30 April 2015, The Tablet

Leeds £1.3m in the red amid planned cuts


A MAJOR diocese in the north of England has posted its fourth annual budget deficit of the past five years after its latest accounts revealed a shortfall of £1.3 million in the last financial year.

The deficit published in the annual return of the Diocese of Leeds comes despite a £1.5m increase in income to just over £11m compared with the year before. Spending, however, also rose to just under £12.5m from £12.1m for 2013.

The diocese regularly runs a budget deficit, but a spokesman said the last year had been “financially good” and “due to measures taken by the finance board over the past few years, this year we expect to break even”.

While central curial expenditure has been cut back, the annual report of the trustees submitted with the accounts says that the diocese will now try to control parish spending as a priority. A  freeze on parish building projects has been in place since last year, when the Bishop of Leeds, Marcus Stock, told The Tablet that he had no plans to spend any money and pledged “frugal” leadership of the diocese.

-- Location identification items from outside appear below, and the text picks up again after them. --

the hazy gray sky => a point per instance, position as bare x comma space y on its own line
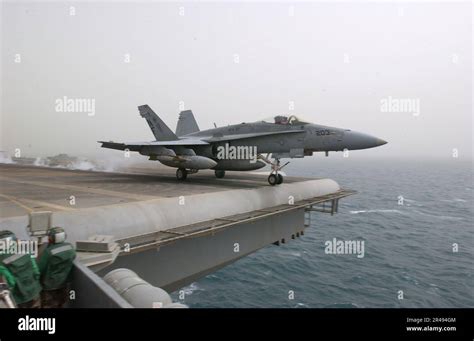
335, 61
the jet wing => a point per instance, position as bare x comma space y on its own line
136, 146
249, 135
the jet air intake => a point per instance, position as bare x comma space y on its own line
186, 161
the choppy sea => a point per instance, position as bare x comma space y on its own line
419, 251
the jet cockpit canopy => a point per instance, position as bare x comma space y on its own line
285, 120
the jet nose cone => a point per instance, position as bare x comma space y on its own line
356, 140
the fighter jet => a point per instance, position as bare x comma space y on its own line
240, 147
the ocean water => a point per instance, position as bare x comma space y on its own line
408, 248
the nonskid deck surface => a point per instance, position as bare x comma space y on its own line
25, 188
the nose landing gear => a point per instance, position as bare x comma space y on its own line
275, 178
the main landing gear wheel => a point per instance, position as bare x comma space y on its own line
272, 179
280, 179
219, 174
275, 178
181, 174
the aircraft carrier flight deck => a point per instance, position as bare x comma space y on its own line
142, 225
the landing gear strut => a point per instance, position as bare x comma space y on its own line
181, 174
219, 174
275, 178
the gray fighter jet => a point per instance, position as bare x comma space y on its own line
240, 147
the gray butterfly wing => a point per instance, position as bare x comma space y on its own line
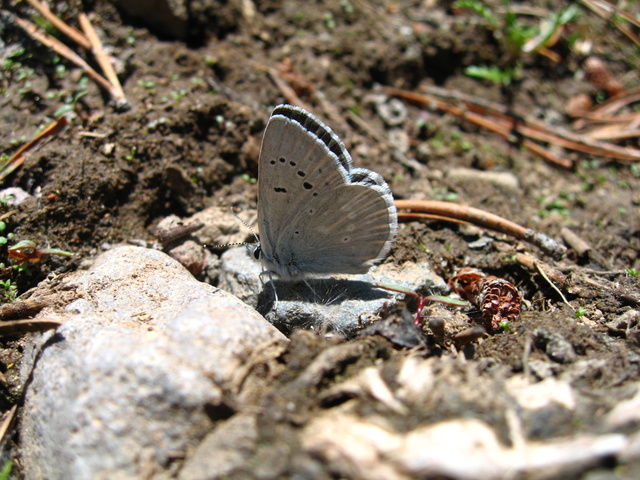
316, 214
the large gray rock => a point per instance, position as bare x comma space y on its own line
146, 358
340, 302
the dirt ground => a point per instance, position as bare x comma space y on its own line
191, 138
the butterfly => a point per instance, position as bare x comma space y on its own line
317, 214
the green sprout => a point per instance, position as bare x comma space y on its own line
517, 38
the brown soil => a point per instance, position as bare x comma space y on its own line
191, 139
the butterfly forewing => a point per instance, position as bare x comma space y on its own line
316, 213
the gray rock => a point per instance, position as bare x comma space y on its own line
227, 447
137, 371
340, 302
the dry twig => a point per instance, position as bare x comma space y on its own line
498, 119
18, 157
452, 211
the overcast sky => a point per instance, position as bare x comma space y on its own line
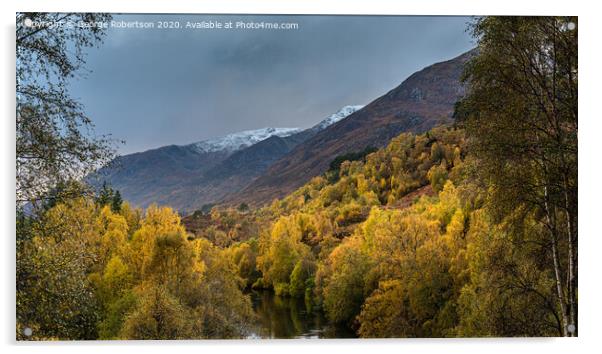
153, 87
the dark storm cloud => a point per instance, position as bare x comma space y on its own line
156, 87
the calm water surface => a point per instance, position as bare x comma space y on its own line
282, 317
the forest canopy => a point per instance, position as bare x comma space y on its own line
465, 230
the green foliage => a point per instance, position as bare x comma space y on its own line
82, 276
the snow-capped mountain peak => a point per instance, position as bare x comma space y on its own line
335, 117
240, 140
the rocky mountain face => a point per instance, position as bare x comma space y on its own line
422, 101
190, 176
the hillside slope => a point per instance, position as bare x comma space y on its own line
424, 100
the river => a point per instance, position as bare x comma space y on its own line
283, 317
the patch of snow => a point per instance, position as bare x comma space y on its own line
236, 141
339, 115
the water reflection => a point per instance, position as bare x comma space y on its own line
282, 317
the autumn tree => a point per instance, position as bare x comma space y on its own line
521, 118
55, 141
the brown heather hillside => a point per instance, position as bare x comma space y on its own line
424, 100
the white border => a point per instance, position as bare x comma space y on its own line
590, 171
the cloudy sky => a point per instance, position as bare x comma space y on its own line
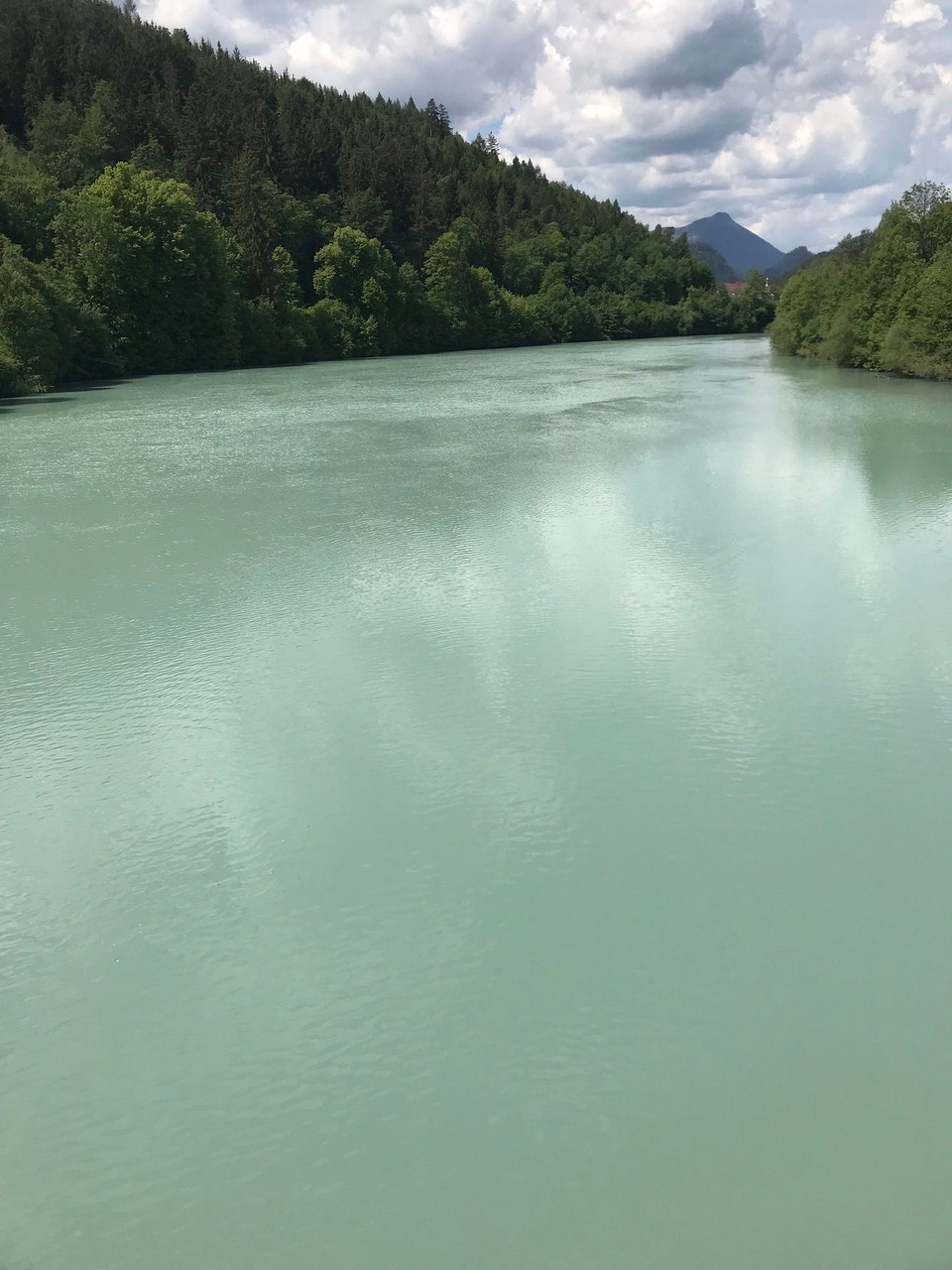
801, 119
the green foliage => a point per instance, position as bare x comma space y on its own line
176, 207
883, 300
155, 267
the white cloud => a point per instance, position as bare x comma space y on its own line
801, 123
910, 13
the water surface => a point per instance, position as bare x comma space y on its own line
486, 811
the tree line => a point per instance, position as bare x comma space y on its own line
167, 204
881, 300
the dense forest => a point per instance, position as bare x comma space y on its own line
881, 300
167, 204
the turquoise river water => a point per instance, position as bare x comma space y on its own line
488, 812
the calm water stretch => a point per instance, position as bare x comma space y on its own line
488, 812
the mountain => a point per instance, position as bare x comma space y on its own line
712, 258
739, 246
880, 300
168, 206
789, 263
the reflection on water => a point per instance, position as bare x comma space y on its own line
481, 811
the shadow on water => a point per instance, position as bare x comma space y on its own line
895, 430
62, 397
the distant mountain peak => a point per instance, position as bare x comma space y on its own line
740, 246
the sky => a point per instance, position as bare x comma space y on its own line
802, 119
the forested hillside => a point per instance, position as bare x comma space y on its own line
167, 204
881, 300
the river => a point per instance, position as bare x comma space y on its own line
486, 812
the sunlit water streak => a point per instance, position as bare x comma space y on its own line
485, 811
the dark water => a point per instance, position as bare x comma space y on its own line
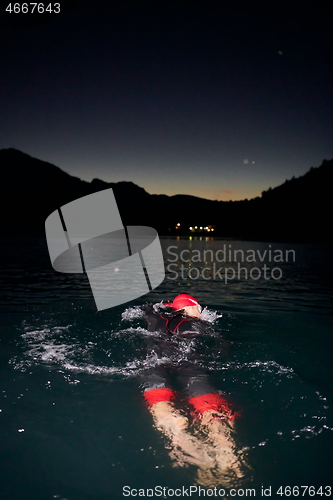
73, 422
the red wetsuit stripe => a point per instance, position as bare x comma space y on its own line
153, 396
212, 402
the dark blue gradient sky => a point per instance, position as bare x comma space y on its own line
215, 102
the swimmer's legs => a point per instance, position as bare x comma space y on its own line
215, 419
185, 448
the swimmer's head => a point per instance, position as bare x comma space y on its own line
188, 304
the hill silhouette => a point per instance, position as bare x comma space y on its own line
297, 210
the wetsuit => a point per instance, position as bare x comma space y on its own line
175, 329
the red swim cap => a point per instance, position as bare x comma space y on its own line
184, 300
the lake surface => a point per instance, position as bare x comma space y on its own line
73, 421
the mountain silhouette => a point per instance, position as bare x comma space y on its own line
297, 210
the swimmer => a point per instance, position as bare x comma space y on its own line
205, 439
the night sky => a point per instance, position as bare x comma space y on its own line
217, 102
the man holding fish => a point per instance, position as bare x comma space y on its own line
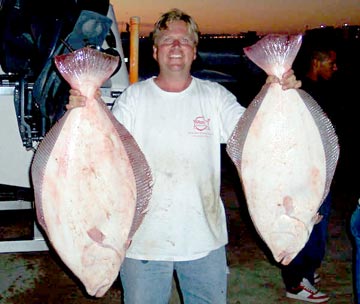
179, 122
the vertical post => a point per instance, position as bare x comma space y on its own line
134, 49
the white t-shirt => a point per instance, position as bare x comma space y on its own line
180, 135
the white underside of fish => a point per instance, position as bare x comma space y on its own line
88, 199
285, 150
283, 170
91, 181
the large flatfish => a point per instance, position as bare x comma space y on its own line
91, 181
285, 150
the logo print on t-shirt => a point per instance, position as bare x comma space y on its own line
201, 124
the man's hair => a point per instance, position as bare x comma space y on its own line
175, 15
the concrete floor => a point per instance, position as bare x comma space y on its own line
41, 278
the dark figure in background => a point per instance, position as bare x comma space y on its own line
300, 275
184, 230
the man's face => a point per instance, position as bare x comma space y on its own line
175, 48
328, 67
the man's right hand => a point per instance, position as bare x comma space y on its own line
75, 100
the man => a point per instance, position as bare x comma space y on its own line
300, 275
179, 122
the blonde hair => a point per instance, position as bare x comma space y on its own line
175, 15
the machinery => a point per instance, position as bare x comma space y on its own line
24, 124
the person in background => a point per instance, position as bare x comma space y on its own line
300, 275
179, 122
355, 231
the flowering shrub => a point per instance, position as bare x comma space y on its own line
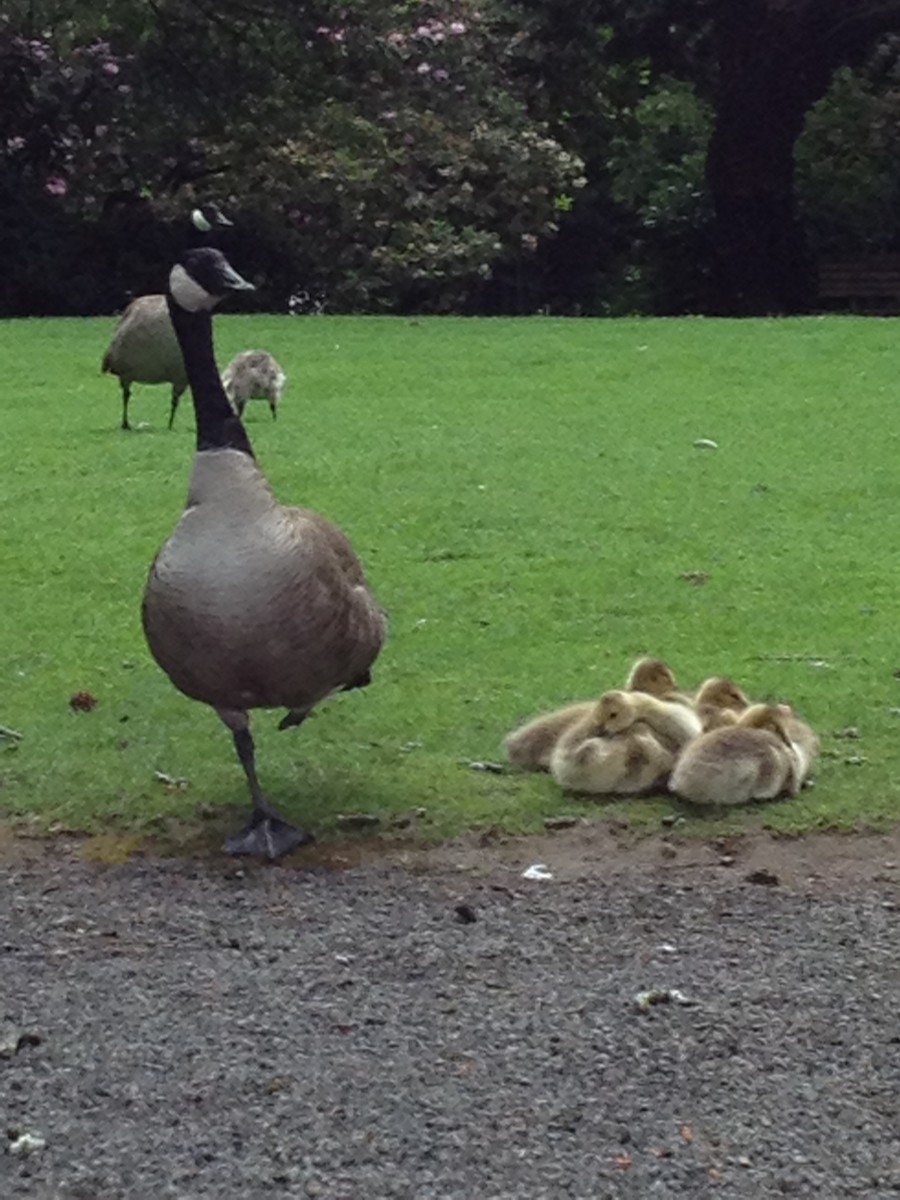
372, 153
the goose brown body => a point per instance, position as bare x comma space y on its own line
144, 349
256, 605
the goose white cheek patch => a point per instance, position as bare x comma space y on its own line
187, 293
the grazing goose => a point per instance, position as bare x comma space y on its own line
253, 375
586, 760
144, 348
766, 754
250, 604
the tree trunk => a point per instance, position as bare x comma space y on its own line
774, 64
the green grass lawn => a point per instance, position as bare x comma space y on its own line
526, 497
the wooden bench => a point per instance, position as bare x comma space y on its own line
870, 282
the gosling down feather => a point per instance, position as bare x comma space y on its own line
144, 347
767, 753
589, 761
253, 375
250, 604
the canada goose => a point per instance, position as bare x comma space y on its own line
766, 754
253, 375
675, 725
586, 760
144, 347
719, 702
250, 604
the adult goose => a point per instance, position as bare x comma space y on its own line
143, 347
250, 604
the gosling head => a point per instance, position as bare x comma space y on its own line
766, 717
208, 217
615, 712
203, 277
652, 676
723, 693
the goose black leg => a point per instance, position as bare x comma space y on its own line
267, 832
175, 397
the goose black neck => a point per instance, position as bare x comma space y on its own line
217, 427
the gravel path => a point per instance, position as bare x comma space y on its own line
213, 1032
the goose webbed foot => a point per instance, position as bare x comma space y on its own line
269, 835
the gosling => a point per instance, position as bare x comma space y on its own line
253, 375
766, 754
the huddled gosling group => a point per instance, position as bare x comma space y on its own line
713, 747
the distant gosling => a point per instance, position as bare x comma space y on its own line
627, 763
766, 754
253, 375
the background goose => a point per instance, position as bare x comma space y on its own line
144, 347
253, 375
250, 604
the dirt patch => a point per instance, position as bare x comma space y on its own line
832, 862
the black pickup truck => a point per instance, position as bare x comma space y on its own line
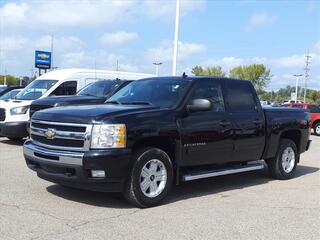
157, 132
94, 93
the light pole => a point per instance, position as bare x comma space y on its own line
297, 83
176, 39
157, 67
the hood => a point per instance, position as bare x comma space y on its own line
68, 100
88, 114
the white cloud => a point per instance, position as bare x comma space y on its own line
165, 51
117, 38
61, 14
260, 19
160, 9
56, 15
98, 59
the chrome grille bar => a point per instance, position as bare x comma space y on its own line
61, 135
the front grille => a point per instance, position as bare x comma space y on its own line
58, 141
57, 135
34, 108
2, 114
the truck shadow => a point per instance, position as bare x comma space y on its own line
218, 185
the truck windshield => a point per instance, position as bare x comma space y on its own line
2, 88
35, 89
157, 92
100, 89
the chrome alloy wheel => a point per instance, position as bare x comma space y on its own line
153, 178
288, 159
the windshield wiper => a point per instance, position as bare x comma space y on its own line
86, 94
112, 102
137, 103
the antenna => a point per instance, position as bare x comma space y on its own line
184, 75
306, 75
52, 67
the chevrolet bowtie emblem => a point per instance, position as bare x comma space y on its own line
50, 133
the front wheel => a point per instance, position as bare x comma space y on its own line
151, 178
283, 165
316, 129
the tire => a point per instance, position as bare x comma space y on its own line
284, 164
150, 179
316, 129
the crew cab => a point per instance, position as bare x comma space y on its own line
94, 93
314, 114
157, 132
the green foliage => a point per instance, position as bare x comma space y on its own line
257, 74
215, 71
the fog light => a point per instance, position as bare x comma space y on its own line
98, 174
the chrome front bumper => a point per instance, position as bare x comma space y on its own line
46, 155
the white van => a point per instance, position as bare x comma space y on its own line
14, 114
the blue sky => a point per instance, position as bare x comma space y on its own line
138, 33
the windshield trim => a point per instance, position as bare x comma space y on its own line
54, 81
187, 85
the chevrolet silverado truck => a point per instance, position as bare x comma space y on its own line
94, 93
158, 132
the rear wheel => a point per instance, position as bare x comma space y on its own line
151, 178
283, 165
316, 129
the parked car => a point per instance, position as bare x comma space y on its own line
94, 93
5, 89
10, 95
14, 114
314, 114
157, 132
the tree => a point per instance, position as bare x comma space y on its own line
215, 71
257, 74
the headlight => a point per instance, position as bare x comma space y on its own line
108, 136
19, 110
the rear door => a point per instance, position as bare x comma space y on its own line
207, 136
247, 120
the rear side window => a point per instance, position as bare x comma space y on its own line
241, 97
66, 88
212, 91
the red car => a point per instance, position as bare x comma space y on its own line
314, 114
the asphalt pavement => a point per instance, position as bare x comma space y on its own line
240, 206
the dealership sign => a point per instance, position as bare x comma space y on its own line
43, 60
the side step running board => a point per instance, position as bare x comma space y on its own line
257, 165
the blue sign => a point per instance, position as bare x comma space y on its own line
43, 60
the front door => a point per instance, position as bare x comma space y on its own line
207, 136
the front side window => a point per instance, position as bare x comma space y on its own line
314, 109
240, 97
100, 89
66, 88
159, 92
211, 91
35, 89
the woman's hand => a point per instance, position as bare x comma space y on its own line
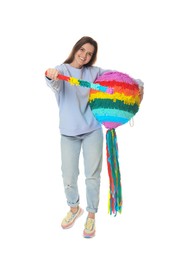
52, 74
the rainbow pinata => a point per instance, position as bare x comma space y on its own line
113, 110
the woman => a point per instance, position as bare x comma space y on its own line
79, 130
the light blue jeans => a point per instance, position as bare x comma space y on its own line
92, 146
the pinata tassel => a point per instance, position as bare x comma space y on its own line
115, 193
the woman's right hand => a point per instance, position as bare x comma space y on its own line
52, 74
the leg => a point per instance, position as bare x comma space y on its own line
70, 150
92, 151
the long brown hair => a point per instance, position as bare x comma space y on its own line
78, 45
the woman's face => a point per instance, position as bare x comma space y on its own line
83, 55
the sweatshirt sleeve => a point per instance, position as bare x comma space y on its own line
55, 85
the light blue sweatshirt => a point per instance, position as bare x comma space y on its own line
75, 115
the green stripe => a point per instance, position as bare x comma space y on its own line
107, 103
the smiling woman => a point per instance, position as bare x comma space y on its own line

The report cites the more than two years between the departure of Bishop – now Archbishop – Arthur Roche to be the number two at the Vatican’s liturgy department and the appointment of Bishop Stock at the end of last year as a difficulty. Without a bishop in place, the diocese was run by an administrator who had limited powers and was not able to make decisions such as appointing a new financial secretary.

“The Holy See asked the diocesan administrator not to proceed with a permanent appointment of a financial secretary, which has posed some administrative challenges,” according to the report, written by Mgr Kieran Heskin, a diocesan trustee, adding that “during the period without a bishop, planning for the future is minimal”.

There have been concerns at the level of debt run up by the diocese, which has bank loans totalling £10,575,000. Accounts reveal that Leeds took out a new loan from HSBC, replacing one from Allied Irish Bank (which stands at £6,875,000), has a £3,100,000 loan with the Co-op and another short-term loan of £600,000.

A spokesman for the diocese said decisions had been made over the years to take out long-term loans to enable the diocese to fund necessary projects. These loans, he said, were being paid back quarterly in accordance with agreed schedules of payments.

The accounts show that school costs – the Church is responsible for 10 per cent of building improvements and repairs – rose from £553,000 in the year ending March 2013 to £720,000 in the year to March 2014.?However, clergy allowances were down from £1,012,000 in 2013 to £964,000 the following year, and the costs of the diocesan curia and tribunal fell from £433,000 to £311,000. Curial income, meanwhile, was up from £2.2 million in the year to 2013 to £3.4 million in the year to 2014.

According to the Charity Commission website, Leeds’ annual return for 2014 was received 74 days late, and the year before the diocese submitted both its annual return and accounts 42 days late.